Loading...
Loading...
محمد بن الحسن الشيباني
Imam
Muhammad ibn al-Hasan ash-Shaybani (749-805 M) adalah salah satu dari dua murid paling penting Imam Abu Hanifah dan tokoh utama yang mengkodifikasi mazhab Hanafi. Lahir di Wasit, Irak, ia tumbuh besar di Kufah dan mulai belajar kepada Abu Hanifah sejak usia remaja. Setelah wafatnya Abu Hanifah, ia melanjutkan studinya kepada Abu Yusuf dan juga melakukan perjalanan ke Madinah untuk belajar kepada Imam Malik selama tiga tahun, menghadiri kelas-kelas beliau mengenai al-Muwatta.
Kontribusi terbesar ash-Shaybani adalah mencatat dan menyusun secara sistematis pendapat-pendapat hukum mazhab Hanafi dalam enam teks pokok yang secara kolektif dikenal sebagai Zahir ar-Riwayah (Riwayat-Riwayat yang Nyata): al-Mabsut, az-Ziyadat, al-Jami as-Saghir, al-Jami al-Kabir, as-Siyar as-Saghir, dan as-Siyar al-Kabir. Karya-karya ini melestarikan pendapat-pendapat hukum Abu Hanifah, Abu Yusuf, dan ash-Shaybani sendiri dalam format yang sistematis dan menjadi rujukan otoritatif bagi mazhab Hanafi. Tanpa kodifikasinya, sebagian besar pemikiran hukum Abu Hanifah mungkin akan hilang.

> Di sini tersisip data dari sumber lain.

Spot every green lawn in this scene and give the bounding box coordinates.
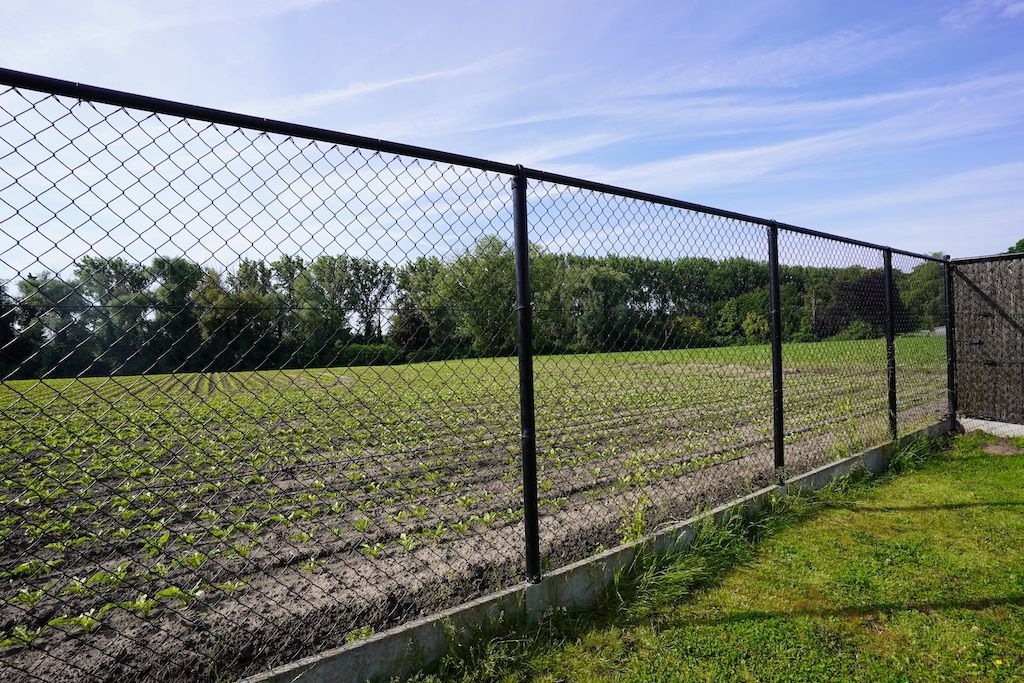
[423,433,1024,682]
[0,337,946,679]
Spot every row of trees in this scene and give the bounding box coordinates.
[0,237,943,377]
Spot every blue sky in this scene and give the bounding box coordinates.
[0,0,1024,255]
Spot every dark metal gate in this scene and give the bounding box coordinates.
[953,254,1024,424]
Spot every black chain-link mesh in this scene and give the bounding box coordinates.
[0,74,958,681]
[529,182,772,566]
[0,83,522,680]
[893,254,948,434]
[953,254,1024,434]
[778,230,889,474]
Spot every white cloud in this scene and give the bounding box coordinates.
[241,50,517,118]
[941,0,1024,31]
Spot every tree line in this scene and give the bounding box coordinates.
[0,237,944,379]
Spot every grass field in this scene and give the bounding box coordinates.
[420,433,1024,683]
[0,337,945,680]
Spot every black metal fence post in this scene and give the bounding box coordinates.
[883,248,899,440]
[944,254,957,420]
[768,221,785,471]
[512,166,541,584]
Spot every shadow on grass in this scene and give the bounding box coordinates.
[680,595,1024,626]
[828,501,1024,512]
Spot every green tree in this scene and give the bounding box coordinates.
[348,258,394,341]
[148,256,203,372]
[571,265,630,351]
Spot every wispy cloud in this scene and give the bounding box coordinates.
[941,0,1024,30]
[241,50,519,117]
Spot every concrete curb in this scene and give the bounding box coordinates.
[959,418,1024,436]
[246,420,955,683]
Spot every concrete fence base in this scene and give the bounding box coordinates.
[247,420,955,683]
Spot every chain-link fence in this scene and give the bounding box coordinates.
[0,65,947,681]
[953,254,1024,435]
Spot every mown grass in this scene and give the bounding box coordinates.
[0,337,944,671]
[420,433,1024,682]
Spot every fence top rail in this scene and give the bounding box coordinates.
[950,252,1024,263]
[0,68,942,262]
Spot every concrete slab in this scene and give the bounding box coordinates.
[246,420,953,683]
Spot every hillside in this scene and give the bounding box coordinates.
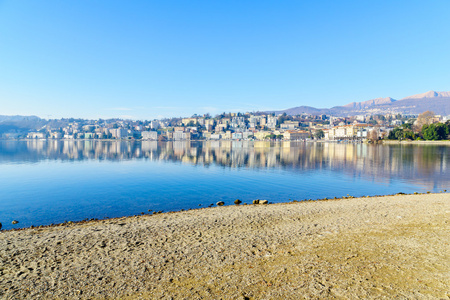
[275,91,450,116]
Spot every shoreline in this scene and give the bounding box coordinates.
[0,138,450,145]
[0,193,450,299]
[0,190,447,234]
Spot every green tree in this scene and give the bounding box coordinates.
[422,123,449,141]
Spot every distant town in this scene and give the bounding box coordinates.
[0,111,450,141]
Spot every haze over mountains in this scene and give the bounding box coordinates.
[275,91,450,116]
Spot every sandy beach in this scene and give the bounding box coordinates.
[0,193,450,299]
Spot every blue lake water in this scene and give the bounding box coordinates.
[0,140,450,229]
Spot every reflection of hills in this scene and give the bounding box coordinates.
[0,141,450,186]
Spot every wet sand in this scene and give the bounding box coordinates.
[0,193,450,299]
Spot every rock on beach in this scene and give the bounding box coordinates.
[0,193,450,299]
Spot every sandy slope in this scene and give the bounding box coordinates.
[0,193,450,299]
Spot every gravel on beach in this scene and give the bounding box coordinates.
[0,193,450,299]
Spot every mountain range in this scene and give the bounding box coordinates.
[274,91,450,116]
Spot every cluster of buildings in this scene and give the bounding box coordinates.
[15,113,443,141]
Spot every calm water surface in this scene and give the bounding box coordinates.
[0,141,450,229]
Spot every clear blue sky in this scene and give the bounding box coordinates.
[0,0,450,119]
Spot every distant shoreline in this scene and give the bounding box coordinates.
[383,140,450,146]
[0,138,450,146]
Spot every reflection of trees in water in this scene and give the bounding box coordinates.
[0,140,449,182]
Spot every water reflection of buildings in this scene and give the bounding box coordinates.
[0,140,450,185]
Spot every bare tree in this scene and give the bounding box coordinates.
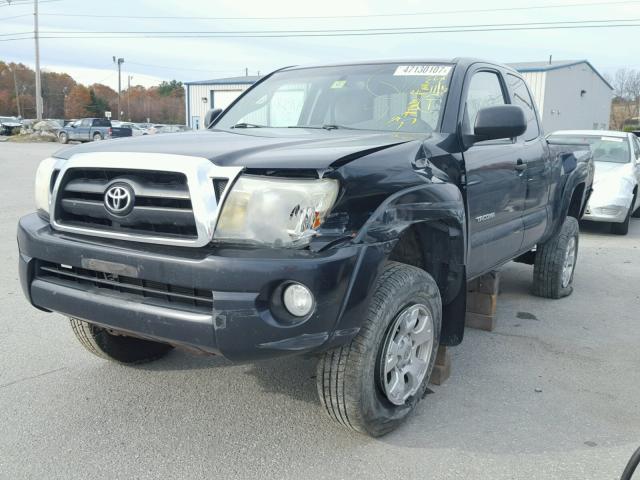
[609,68,640,129]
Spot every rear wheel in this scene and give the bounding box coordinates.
[533,217,579,298]
[69,318,173,364]
[317,262,442,436]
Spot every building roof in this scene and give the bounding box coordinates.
[184,75,262,85]
[509,60,613,90]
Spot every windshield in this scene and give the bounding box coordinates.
[215,64,453,133]
[549,135,631,163]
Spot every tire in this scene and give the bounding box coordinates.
[533,217,579,298]
[316,262,442,437]
[69,318,173,364]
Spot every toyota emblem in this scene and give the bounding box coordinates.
[104,183,134,216]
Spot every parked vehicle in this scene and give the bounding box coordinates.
[0,117,22,135]
[551,130,640,235]
[156,125,189,133]
[58,118,132,143]
[18,59,594,436]
[117,122,148,137]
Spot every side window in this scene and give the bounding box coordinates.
[631,135,640,161]
[464,72,506,135]
[507,75,540,142]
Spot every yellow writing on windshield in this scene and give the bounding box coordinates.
[388,77,447,130]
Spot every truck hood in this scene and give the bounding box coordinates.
[54,128,427,169]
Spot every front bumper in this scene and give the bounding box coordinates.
[582,196,633,223]
[18,214,388,361]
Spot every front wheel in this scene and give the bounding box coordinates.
[317,262,442,437]
[69,318,173,364]
[533,217,579,298]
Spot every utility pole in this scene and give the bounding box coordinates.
[113,57,124,120]
[127,75,133,121]
[10,67,22,117]
[33,0,42,120]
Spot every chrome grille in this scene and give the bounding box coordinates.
[56,168,198,238]
[49,155,242,247]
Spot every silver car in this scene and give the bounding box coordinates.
[550,130,640,235]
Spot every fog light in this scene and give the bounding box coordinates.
[282,283,313,317]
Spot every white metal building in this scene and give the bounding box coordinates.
[184,76,260,130]
[510,60,613,133]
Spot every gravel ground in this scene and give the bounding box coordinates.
[0,143,640,480]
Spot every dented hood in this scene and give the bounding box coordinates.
[54,128,418,169]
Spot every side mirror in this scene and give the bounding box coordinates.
[473,105,527,142]
[204,108,222,128]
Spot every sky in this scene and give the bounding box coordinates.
[0,0,640,88]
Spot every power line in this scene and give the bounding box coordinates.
[0,13,30,20]
[30,0,640,20]
[0,20,640,42]
[0,0,62,7]
[28,18,640,38]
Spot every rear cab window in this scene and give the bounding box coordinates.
[506,74,540,142]
[463,70,507,135]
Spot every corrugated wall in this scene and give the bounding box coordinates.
[522,72,547,117]
[185,84,251,128]
[542,63,613,133]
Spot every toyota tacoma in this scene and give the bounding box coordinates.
[18,59,594,436]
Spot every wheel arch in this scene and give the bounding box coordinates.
[355,183,467,345]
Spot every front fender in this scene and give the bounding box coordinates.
[544,150,594,240]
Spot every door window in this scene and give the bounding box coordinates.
[507,75,540,142]
[631,135,640,162]
[464,72,506,135]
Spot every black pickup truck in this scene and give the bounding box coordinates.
[18,59,594,436]
[58,118,133,143]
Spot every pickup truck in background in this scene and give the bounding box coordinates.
[18,59,594,436]
[58,118,132,144]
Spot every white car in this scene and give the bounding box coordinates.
[550,130,640,235]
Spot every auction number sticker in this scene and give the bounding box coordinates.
[393,65,452,77]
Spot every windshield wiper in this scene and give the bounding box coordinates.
[229,122,265,128]
[287,124,362,130]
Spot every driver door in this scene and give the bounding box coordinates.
[462,68,526,278]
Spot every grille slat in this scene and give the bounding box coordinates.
[38,262,213,308]
[56,168,198,239]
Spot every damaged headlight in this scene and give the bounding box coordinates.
[214,175,338,247]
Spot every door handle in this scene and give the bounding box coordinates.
[515,158,527,172]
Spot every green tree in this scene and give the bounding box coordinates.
[158,80,182,97]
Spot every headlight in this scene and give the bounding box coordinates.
[35,158,57,215]
[214,176,338,247]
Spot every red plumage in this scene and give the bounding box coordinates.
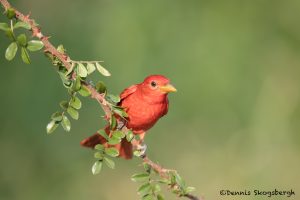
[80,75,176,159]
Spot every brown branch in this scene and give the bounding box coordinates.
[0,0,202,200]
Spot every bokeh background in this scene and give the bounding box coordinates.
[0,0,300,200]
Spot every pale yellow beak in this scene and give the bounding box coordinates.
[159,84,177,93]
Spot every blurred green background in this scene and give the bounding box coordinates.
[0,0,300,200]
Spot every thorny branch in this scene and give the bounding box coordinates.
[0,0,202,200]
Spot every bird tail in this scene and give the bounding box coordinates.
[80,128,133,159]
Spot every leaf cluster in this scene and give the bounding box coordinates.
[0,9,44,64]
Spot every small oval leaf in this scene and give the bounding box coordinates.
[92,160,102,175]
[131,173,150,182]
[138,183,151,195]
[86,63,96,74]
[97,129,109,141]
[67,106,79,120]
[94,144,104,151]
[14,21,31,30]
[21,47,30,64]
[26,40,44,51]
[103,157,115,169]
[96,63,111,76]
[17,33,27,47]
[46,120,58,134]
[61,115,71,132]
[0,23,9,31]
[78,85,91,97]
[77,63,88,77]
[104,147,119,157]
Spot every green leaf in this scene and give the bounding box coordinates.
[104,147,119,157]
[0,23,9,31]
[103,157,115,169]
[59,101,69,110]
[65,63,75,77]
[61,115,71,132]
[21,47,30,64]
[72,76,81,92]
[92,160,102,175]
[156,194,165,200]
[174,172,185,188]
[113,108,128,118]
[96,63,111,76]
[5,29,15,41]
[126,130,134,142]
[138,183,151,195]
[77,63,88,77]
[94,144,104,151]
[158,178,171,185]
[142,194,154,200]
[78,85,91,97]
[86,63,96,74]
[96,81,106,94]
[14,21,31,30]
[17,33,27,47]
[109,115,117,130]
[97,129,109,141]
[106,94,121,103]
[5,42,18,61]
[131,173,150,182]
[108,136,121,145]
[51,112,62,122]
[67,106,79,120]
[94,151,103,160]
[46,120,58,134]
[113,131,126,138]
[70,96,81,109]
[185,186,196,193]
[26,40,44,51]
[6,8,16,19]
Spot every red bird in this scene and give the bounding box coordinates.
[80,75,176,159]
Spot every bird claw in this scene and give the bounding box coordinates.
[134,143,147,157]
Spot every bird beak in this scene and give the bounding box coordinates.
[159,84,177,93]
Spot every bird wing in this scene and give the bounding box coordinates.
[120,85,138,101]
[162,97,169,116]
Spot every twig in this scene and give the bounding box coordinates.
[0,0,201,200]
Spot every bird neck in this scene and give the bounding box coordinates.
[138,90,167,104]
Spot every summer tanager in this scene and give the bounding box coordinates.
[80,75,176,159]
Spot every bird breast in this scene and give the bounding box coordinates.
[122,95,168,134]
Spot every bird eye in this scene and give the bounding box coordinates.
[151,81,157,87]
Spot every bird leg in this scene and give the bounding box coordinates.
[131,132,147,157]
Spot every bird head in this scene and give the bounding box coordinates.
[141,75,177,96]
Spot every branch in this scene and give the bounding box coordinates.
[0,0,202,200]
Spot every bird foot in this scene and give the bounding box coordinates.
[133,143,147,158]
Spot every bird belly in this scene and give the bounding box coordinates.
[126,103,166,134]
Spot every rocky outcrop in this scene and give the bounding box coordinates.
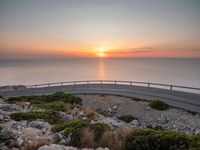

Ash-Shaybani juga mengarang Kitab al-Asl (yang juga dikenal sebagai al-Mabsut), salah satu karya fikih paling komprehensif yang pernah ditulis. Imam ash-Shafi'i pernah belajar kepadanya dan sangat dipengaruhi oleh metodologinya, kemudian berkata, "Aku tidak pernah melihat seseorang yang lebih fasih daripada Muhammad ibn al-Hasan." Ash-Shaybani menjabat sebagai hakim di bawah pemerintahan Harun ar-Rashid dan wafat di kota Ray (dekat Teheran modern) pada tahun 189 H (805 M) pada hari yang sama dengan ahli tata bahasa terkenal al-Kisa'i, sehingga mendorong Harun ar-Rashid untuk berkata, "Hari ini aku telah menguburkan fikih dan bahasa Arab."
No linked books yet.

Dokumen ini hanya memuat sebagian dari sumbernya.